ジェトロは、テルアビブで6月に行われた国際会議サイバーウイーク(CW)に併せて「日本-イスラエルセミナー」を開催した。サイバーセキュリティー分野で日本企業とビジネス経験のあるイスラエル企業が、日本における同分野の現状やビジネスチャンスなどを紹介した。

サイバーウイークに併せ初めて実施

6月25~29日、テルアビブ大学で国際会議CWが開催された。主催者はブラバトニク学際的サイバー研究センター、テルアビブ大学、イスラエル首相府国家サイバー局、外務省など。

ジェトロはCWに併せ、サイバーセキュリティー分野の企業間連携を促すことを目的に、「日本-イスラエルセミナー~イスラエル企業を日本に」を初めて実施。同分野で日本企業とビジネス経験のあるイスラエル企業が、日本市場の特徴やニーズ、その経験などについてプレゼンテーションを行った。
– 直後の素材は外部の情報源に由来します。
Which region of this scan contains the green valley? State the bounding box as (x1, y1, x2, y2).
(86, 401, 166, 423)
チェックポイントのアジア太平洋・中東アフリカ地域セキュリティーエンジニア部門長エイタン・エレズ氏は、日本のセキュリティーベンダーとのビジネス経験やサイバーセキュリティー業界の現状、日本が受けたサイバー攻撃に関する説明を行い、サイバーセキュリティー対策の必要性を強調、日本にはビジネスチャンスがあると語った。また、シージーエス・タワー・ネットワークスのイード・リフシッツ販売マーケティング副社長は対日ビジネスの留意点として、日本企業は高品質の製品・ソリューション、革新的で高い機能、簡略化された操作を求め、顧客満足を確保することの重要性、競争力のある価格設定が求められることなどを解説した。

日本の研究者も開発したシステムを紹介

セミナーの冒頭では、冨田浩司駐イスラエル日本大使、ジェトロ・テルアビブ事務所の余田知弘所長があいさつしたほか、CWの総責任者でありイスラエル国防軍でサイバーセキュリティーに関する顕著な実績を持つテルアビブ大学のイツハク・ベン・イスラエル教授が、日本とイスラエルが協力することの必要性を指摘、今後の両国における同分野の発展に注目していると語った。
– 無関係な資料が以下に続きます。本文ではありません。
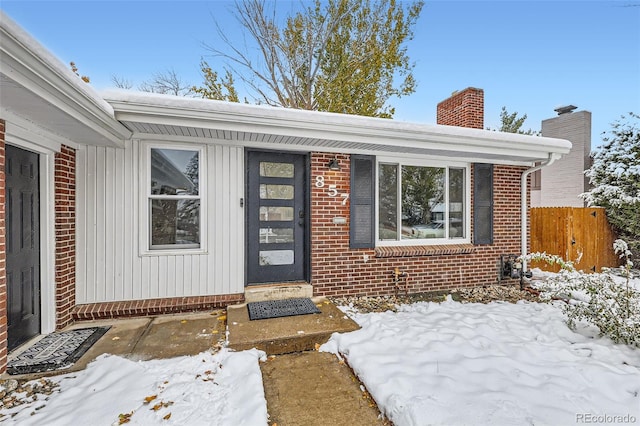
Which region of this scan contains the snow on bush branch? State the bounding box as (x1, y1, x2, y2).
(521, 252, 577, 272)
(613, 238, 634, 269)
(528, 240, 640, 348)
(581, 112, 640, 262)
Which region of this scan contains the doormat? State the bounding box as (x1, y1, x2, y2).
(247, 298, 321, 321)
(7, 326, 110, 375)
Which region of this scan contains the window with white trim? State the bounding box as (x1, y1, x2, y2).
(147, 147, 203, 250)
(377, 160, 468, 243)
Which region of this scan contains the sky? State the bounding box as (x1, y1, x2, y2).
(1, 0, 639, 148)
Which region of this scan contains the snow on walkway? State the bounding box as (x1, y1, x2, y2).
(322, 299, 640, 426)
(1, 348, 267, 426)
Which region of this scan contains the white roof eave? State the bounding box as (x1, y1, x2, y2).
(103, 90, 572, 163)
(0, 12, 131, 148)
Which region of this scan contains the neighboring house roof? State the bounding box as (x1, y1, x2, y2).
(1, 11, 571, 164)
(104, 89, 570, 165)
(0, 11, 131, 148)
(151, 148, 196, 194)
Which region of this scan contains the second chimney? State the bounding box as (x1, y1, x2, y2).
(437, 87, 484, 129)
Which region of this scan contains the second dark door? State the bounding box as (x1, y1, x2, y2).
(6, 145, 41, 350)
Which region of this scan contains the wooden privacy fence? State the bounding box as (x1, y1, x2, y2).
(530, 207, 620, 273)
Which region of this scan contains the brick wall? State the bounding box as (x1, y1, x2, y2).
(54, 145, 76, 329)
(72, 293, 244, 321)
(310, 152, 524, 297)
(0, 120, 6, 373)
(311, 153, 352, 289)
(436, 87, 484, 129)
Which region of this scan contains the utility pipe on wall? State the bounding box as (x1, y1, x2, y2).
(520, 153, 562, 272)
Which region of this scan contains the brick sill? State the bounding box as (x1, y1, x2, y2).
(375, 244, 476, 258)
(72, 293, 244, 321)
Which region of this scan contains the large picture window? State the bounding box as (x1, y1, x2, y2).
(378, 161, 467, 243)
(148, 147, 203, 250)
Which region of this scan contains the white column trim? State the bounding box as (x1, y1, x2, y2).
(40, 154, 56, 333)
また、国立研究開発法人・情報通信研究機構(NICT)の井上大介博士は、同機構が開発したサイバー攻撃観測・分析・対策システム「nicter(ニクター)」(Network Incident analysis Center for Tactical Emergency Response)と、サイバー攻撃統合分析プラットフォーム「NIRVANA改(ニルヴァーナ・カイ)」(nicter Real-network Visual Analyzer KAI)について、プレゼンテーションを行った。井上氏が日本へのサイバー攻撃をリアルタイムでスクリーン上に投影し、サイバー攻撃の実情をビジュアル化して説明すると、聴衆から驚きの声が上がっていた。

なお、CWに先立ち5月には、世耕弘成経済産業相とエリ・コーヘン経済産業相による初の閣僚級日イスラエル経済政策対話がエルサレムで開催された。両氏は「日イスラエル・イノベーション・パートナーシップ」の共同声明に署名し、産業分野のサイバーセキュリティー強化に向けた協力、ハイテク投資拡大に向けた研究開発(R&D)協力の強化、企業間(BtoB)コミュニケーションの強化に合意している。